The development of vasa vasorum of the human aorta in various conditions. A morphometric study.

The developmental behavior of vasa vasorum under various conditions was studied on the wall tissues of aorta and great arteries from 29 autopsy cases, where the length density (LA) of vasa vasorum in a unit area of wall was determined by morphometry. In a control group, LA was found to increase exponentially, along with increasing wall thickness D, among arteries from various anatomic sites of patients with greatly divergent ages. The regression curve crossed the x-axis at D = 0.6 mm, showing that arteries thicker than this have an auxiliary circulation by vasa vasorum. The LA was markedly high both in neonates and in patients with cyanotic heart anomaly, ie, in conditions where medial cells were sustained under reduced oxygen supply. Thus, vasa vasorum were shown to elongate their intramural segments in response to the changes of microenvironment in which the medial cells are placed, meeting the demand by the cells for increased supply of oxygen and nutrients.

[Age and variability in the blood vessels of the walls of the human iliac veins]. / Vozrastnaia izmenchivost' krovenosnykh sosudov stenok podvzdoshnykh ven cheloveka.
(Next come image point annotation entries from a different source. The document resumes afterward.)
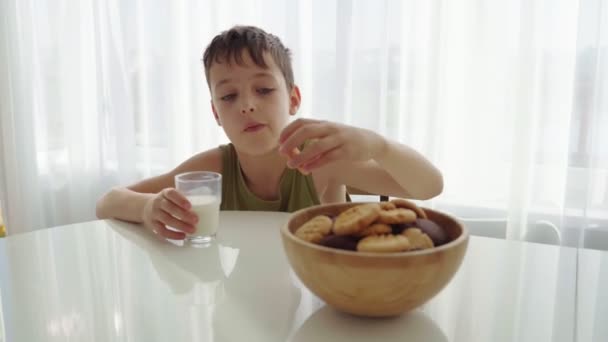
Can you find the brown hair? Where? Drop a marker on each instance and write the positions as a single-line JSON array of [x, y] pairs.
[[229, 46]]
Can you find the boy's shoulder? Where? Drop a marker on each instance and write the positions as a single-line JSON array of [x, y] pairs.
[[209, 160]]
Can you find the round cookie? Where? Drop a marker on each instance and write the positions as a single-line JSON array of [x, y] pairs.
[[355, 219], [418, 239], [376, 229], [383, 244], [387, 205], [395, 216], [346, 242], [403, 203], [315, 229]]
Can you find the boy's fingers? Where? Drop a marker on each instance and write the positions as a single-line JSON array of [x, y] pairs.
[[292, 127], [313, 151], [174, 196], [170, 234], [160, 229]]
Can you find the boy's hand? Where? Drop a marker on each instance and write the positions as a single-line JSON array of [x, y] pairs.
[[330, 142], [169, 208]]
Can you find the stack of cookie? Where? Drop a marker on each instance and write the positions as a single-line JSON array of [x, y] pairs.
[[385, 227]]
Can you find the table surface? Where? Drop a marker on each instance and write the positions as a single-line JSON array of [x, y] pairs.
[[112, 281]]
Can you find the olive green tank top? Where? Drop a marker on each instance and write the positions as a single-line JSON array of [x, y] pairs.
[[297, 191]]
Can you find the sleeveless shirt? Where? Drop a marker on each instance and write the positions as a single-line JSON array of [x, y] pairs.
[[296, 191]]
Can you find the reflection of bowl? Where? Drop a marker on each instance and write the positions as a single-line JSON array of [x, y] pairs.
[[327, 324], [371, 284]]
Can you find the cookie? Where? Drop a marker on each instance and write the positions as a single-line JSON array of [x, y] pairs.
[[346, 242], [355, 219], [403, 203], [398, 215], [383, 244], [315, 229], [433, 230], [387, 205], [418, 240], [400, 227], [376, 229]]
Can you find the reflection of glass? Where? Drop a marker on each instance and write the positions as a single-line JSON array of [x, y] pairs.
[[328, 324], [204, 191]]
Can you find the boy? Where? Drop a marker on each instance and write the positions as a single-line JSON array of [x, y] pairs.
[[270, 164]]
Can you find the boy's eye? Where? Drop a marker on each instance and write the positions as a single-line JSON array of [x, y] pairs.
[[228, 97], [265, 91]]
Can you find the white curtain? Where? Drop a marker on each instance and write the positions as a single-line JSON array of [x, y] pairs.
[[508, 98]]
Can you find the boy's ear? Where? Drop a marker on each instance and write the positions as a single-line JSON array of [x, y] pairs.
[[294, 100], [217, 118]]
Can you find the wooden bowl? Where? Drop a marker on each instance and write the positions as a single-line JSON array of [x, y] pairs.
[[372, 284]]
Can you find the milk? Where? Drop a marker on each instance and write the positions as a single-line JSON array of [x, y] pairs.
[[207, 208]]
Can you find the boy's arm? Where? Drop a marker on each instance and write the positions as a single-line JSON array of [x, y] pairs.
[[399, 171], [361, 158], [127, 203]]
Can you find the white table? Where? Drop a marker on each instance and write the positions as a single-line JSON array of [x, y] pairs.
[[112, 281]]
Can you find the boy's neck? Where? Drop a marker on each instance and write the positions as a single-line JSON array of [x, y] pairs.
[[263, 173]]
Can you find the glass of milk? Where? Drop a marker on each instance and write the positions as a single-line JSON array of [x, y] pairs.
[[204, 191]]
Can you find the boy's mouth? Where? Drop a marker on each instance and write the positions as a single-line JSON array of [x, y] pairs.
[[253, 127]]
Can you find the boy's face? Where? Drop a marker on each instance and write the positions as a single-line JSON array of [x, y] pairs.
[[252, 103]]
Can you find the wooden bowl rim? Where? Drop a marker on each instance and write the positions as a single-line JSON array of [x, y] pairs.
[[464, 236]]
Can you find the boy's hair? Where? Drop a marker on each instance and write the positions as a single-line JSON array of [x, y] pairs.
[[228, 46]]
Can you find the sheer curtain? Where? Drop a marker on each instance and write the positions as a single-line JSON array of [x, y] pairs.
[[508, 98]]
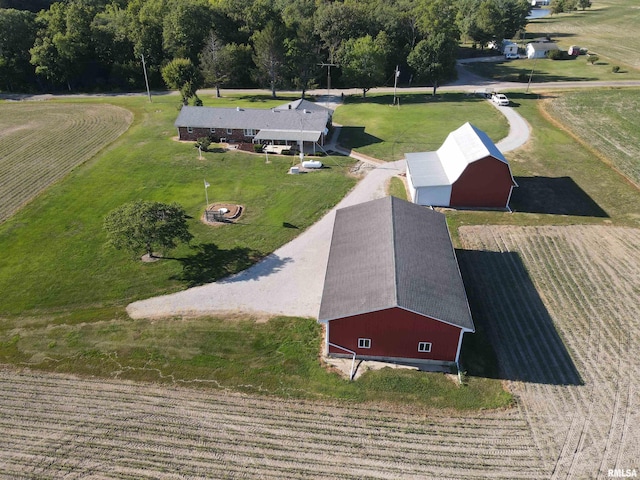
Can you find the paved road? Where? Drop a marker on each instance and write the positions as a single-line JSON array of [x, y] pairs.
[[290, 280]]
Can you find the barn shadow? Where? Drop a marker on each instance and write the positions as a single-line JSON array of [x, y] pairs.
[[515, 337], [554, 196]]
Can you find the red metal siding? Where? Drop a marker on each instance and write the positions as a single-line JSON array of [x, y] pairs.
[[395, 333], [485, 183]]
The investigation of the vascular bed in walls of the human iliac veins has been performed in 92 preparations obtained from embryos, children and mature persons of both sex by means of injection and non-injection methods. It has been stated that vascular bed in walls of the human iliac veins includes the intramural vessels both delivering and evacuating blood. Structural changes of the intramural bed in ontogenesis can be followed during three stages (development and differentiation, stabilization, involution).